Brukkk
Mas Edi pulang dengan wajah yang kuyu dan dihempaskan tubuhnya yang besar dengan kasar ke sofa kami yang mulai reot.
"Maunya apa sih pemerinta bikin libur semua," kata-kata kasar terdengar di rumah kami. Untungnya anak-anak sudah di kamar semoga sudah tidur.
"Kenapa, mas tidak ada penumpang lagi?" tanyaku sambil meletakkan teh hangat di atas meja.
"Pakai tanya lagi, sudah dua hari ada ga aku kasih kamu setoran," katanya dengan nada marah.
Yah sudah dua hari tak ada uang yang disetorkan mas Edi padaku. Dua hari ini aku tak menagih karena situasi dan kondisi mas Edi yang selalu marah kalau pulang. Aku tak ingin bertengkar dan sudah malam pula. Energi harus dihemat katanya imun akan bekerja baik kalau pikiran dan hati kita tenang. Sudah dua minggu semenjak musibah pandemik yang katanya corona sebagian bilang covid 19 melanda Indonesia. Daerahku yang terimbas duluan karena kota besar.
Mas Edi supir ojek online dan terkena imbas lebih dulu. Tiga tahun yang lalu pemutusan hubungan kerja menyebabkan ia harus bekerja sebagai tukang ojek online. Mulanya aman saja karena mas Edi mencukupi dengan ojek online motor. Lowongan kerja untuk pekerja seusia mas Edi yang sudah kepala 4 susah sekali. Itu pun pekerja kasar. Adik mas Edi sudah lebih dulu jadi ojek online. Tawaran itu menggiurkan, motor kami punya dan mas Edi tinggal mendaftar.
Musim penghujanlah yang memicu mas Edi selalu marah. Aku sudah biasa mendengar dia marah dari awal pernikahan. Entahlah mengapa aku mau dipersunting olehnya. Aku berpikir mas Edi akan berubah karena aku tahu cintanya padaku luar biasa.
"Mah, kita ganti motor dengan mobil, lebih banyak penghasilannya," diskusi kami malam itu. Hujan masih deras baju mas Edi basah. Seperti biasa ia meruntuk hujan yang turun.

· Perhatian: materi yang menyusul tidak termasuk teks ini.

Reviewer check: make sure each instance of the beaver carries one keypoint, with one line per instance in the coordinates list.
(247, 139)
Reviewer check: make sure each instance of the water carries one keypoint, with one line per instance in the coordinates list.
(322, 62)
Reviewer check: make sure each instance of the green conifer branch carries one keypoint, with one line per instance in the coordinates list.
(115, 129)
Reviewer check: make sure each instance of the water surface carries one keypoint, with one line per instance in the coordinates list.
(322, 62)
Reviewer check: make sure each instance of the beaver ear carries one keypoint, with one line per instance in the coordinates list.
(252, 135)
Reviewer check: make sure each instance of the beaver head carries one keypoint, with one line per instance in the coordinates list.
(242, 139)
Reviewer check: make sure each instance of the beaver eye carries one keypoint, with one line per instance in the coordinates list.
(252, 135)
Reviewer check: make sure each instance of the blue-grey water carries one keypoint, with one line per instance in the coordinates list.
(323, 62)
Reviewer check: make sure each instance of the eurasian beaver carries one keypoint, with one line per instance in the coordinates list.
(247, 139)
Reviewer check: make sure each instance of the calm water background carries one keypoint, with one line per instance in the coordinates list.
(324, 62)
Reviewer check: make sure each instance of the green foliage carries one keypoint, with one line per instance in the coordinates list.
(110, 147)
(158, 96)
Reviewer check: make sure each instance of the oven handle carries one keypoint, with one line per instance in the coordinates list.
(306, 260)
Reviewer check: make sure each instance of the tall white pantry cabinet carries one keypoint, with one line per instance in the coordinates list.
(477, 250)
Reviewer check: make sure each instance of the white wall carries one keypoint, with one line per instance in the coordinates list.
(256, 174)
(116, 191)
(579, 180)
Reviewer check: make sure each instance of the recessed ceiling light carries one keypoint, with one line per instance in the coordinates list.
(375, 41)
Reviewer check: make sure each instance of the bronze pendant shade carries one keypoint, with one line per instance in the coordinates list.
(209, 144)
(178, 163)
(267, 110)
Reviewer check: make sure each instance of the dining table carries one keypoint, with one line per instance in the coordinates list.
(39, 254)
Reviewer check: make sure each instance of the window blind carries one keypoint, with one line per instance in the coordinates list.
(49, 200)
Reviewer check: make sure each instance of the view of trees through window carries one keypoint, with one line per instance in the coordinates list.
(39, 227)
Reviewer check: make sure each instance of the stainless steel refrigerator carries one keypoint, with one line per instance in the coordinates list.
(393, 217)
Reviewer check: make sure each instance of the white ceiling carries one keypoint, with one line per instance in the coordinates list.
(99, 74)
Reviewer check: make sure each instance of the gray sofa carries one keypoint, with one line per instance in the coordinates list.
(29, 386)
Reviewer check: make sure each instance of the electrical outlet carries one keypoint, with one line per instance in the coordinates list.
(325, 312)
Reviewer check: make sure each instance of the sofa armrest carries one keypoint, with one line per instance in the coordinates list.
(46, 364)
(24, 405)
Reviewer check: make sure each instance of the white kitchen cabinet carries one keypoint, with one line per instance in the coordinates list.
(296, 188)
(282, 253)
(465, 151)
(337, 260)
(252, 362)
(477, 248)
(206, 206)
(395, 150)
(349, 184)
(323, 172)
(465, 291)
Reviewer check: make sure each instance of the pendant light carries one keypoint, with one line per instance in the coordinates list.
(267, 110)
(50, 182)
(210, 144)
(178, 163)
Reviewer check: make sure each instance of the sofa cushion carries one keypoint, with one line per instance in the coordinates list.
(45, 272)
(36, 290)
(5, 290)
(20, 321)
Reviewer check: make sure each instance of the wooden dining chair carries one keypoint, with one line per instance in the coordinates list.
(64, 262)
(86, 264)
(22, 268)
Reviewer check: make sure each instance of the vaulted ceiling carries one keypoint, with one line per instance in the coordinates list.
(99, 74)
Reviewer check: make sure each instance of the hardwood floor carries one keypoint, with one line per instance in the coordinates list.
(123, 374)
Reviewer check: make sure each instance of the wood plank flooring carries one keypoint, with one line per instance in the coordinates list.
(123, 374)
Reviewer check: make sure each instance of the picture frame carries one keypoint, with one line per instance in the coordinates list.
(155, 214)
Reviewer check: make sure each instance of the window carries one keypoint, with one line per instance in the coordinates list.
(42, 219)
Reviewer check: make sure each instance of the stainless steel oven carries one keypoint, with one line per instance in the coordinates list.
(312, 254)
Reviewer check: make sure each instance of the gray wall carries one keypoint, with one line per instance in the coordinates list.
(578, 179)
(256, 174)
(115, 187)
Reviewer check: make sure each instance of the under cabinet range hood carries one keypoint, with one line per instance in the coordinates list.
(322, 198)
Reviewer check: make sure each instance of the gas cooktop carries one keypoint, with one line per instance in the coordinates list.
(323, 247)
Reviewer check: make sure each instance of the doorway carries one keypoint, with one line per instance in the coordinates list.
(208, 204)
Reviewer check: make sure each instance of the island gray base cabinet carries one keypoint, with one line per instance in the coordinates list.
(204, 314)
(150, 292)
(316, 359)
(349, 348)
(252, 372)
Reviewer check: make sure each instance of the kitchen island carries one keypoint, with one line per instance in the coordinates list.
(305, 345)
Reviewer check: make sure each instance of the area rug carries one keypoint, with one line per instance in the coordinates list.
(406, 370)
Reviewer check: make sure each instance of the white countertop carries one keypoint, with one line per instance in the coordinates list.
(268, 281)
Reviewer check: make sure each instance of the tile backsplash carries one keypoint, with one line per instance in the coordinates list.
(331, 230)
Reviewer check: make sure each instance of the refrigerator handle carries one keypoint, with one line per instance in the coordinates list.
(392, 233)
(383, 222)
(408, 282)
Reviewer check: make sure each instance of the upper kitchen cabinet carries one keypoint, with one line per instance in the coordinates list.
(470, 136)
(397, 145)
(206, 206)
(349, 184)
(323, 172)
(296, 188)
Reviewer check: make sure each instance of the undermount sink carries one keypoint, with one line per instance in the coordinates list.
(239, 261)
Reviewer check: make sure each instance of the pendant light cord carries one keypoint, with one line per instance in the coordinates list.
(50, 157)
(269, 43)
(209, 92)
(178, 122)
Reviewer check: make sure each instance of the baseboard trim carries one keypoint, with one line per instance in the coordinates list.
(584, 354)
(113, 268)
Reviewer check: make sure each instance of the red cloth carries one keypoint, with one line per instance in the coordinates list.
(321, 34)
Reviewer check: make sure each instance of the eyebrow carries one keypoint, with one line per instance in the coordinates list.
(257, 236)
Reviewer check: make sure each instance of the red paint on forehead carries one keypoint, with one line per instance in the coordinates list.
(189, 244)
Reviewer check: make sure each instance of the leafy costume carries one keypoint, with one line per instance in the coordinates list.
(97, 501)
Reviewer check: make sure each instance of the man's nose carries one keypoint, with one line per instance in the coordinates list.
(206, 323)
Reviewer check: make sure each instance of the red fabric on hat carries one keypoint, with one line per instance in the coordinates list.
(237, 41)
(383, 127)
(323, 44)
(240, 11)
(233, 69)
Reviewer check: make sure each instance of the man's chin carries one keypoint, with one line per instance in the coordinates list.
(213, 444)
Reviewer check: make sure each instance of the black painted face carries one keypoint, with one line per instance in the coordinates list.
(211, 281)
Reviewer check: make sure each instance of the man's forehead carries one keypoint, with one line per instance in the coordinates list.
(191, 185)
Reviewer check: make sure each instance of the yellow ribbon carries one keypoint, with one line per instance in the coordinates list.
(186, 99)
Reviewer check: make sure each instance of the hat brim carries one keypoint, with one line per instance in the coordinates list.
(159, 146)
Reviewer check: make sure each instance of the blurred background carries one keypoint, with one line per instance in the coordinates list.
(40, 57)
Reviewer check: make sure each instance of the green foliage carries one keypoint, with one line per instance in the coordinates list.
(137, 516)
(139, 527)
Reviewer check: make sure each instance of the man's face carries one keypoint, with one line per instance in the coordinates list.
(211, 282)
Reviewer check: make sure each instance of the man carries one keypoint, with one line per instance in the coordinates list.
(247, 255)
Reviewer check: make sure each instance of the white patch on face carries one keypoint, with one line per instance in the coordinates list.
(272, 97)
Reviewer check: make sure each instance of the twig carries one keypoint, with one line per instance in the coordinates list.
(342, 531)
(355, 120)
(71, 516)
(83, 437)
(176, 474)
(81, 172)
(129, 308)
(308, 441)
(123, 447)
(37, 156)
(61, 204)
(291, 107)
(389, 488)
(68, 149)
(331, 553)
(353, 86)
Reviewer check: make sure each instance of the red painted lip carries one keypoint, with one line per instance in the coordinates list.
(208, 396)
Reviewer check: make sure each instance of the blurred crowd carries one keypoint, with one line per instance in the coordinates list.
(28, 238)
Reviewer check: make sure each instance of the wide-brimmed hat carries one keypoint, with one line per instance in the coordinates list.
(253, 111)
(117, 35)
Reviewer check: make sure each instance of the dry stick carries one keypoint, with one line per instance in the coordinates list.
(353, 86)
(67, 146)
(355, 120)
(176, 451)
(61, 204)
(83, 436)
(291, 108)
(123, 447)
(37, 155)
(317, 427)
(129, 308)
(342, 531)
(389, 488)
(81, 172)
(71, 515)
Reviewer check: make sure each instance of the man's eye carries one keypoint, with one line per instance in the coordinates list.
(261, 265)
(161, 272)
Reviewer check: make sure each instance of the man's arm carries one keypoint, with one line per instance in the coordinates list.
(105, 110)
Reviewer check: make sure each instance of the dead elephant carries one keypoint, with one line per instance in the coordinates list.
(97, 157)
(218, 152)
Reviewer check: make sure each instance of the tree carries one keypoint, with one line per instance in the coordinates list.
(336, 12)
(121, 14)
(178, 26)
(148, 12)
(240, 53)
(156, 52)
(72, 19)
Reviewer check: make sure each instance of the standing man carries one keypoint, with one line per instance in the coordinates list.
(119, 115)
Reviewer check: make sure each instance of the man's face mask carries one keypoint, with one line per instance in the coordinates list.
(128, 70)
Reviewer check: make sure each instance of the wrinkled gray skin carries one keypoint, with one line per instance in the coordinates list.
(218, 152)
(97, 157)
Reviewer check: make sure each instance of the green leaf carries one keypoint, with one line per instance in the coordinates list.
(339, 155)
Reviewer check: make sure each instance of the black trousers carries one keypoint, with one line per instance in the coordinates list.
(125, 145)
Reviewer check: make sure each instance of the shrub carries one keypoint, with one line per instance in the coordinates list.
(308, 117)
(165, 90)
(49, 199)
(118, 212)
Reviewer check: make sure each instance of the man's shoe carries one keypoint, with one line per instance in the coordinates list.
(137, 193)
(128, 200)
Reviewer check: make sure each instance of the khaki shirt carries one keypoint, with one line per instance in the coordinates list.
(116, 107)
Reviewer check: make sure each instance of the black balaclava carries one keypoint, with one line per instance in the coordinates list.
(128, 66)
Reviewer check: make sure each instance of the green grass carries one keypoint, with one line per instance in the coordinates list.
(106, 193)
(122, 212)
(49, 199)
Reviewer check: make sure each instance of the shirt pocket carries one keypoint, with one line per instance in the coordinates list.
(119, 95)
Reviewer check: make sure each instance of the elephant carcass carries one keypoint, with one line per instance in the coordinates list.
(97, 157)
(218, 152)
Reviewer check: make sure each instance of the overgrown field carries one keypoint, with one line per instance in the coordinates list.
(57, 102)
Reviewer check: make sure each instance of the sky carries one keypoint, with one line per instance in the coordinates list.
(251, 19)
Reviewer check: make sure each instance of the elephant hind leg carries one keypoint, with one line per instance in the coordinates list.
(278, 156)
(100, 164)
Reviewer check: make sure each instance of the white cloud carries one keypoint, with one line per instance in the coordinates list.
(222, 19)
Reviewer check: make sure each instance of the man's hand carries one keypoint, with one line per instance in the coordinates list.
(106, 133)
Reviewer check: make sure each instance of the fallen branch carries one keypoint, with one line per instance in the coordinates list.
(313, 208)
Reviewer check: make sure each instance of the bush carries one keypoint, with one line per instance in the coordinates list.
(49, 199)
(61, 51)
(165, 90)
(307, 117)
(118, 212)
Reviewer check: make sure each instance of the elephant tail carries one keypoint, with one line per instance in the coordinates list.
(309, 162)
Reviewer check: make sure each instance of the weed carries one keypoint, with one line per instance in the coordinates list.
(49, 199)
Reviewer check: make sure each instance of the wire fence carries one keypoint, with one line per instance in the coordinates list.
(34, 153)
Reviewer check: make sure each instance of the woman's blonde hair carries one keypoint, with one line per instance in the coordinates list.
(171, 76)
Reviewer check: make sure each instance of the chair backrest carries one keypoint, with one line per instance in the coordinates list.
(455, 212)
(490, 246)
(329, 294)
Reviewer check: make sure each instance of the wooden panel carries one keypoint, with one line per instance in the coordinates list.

"Maksudnya bagaimana, Mas?" tanyaku sambil membereskan pakaian mas Edi yang diletakkan begitu saja di lantai.
"Aku narik mobil, dan kita ambil mobil," mas Edi melanjutkan idenya.
"Harus pakai uang muka, Mas darimana," tanyaku sambil tertunduk. Aku berharap mas Edi tidak menanyakan uang tabungan kami untuk membeli rumah. Semenjak menikah aku berusaha irit dan membantunya bekerja setelah anak-anak bisa kutinggal mandiri. Si kecil sudah kelas 1 SMP aku mulai bekerja di sebuah pusat kebugaran merangkap salon. Penghasilanku lumayan apalagi kalau banyak pelanggan. Sedikit demi sedikit penghasilanku aku tabung. Salahnya aku mas Edi tahu aku punya tabungan , yang rencananya untuk membeli rumah kecil untuk kami tempati biar tidak kontrak terus yang harga sewanya setiap bulan naik.
"Ah, belagak bodoh Kau, mana buku tabunganmu," yang kutakutkan terjadi mas Edi minta buku tabunganku. Ingin rasanya menjerit karena uang itu hasil jerih payahku.
"Itu untuk membeli rumah Mas, aku kerja supaya bisa menabung," aku masih memohon.
"Kau ga kasihan sama suamimu ini, hujan basah semua, panas luar biasa pening kepala oh, Kau mau bikin mati suami biar Kau bisa kawin lagi," suara mas Edi memuncak. Aku terdiam dan beranjak ke kamar kulihat anakku masih belajar dan menatapku sedih.
"Mah, ga apa-apa kan sama bapak?" tanyanya lembut. Aku hanya bisa tersenyum.
"Ga, Kak bapak mau beli mobil biar kita bisa pergi sama-sama kalau ke mall," jawabanku yang mulai ngawur.
"Asyik, ntar kita ke puncak ya Mah aku ingin ke tempat wisata yang baru," mungkin ini kesempatan juga menyenangkan buah hatiku. Mereka selalu naik angkot atau ikut saudara kalau ingin wisata. Aku bulatkan tekad mungkin ini rezeki keluarga kecil kami.
"Ini, Mas semoga cukup untuk uang muka," aku sodorkan buku tabunganku.
"Nah, cukup ini ada tiga puluh lima juta," suaranya tertawa senang. Ah seandainya sikapnya pun ramah dan menyenangkan, mungkin ada air sejuk setiap kali dia pulang.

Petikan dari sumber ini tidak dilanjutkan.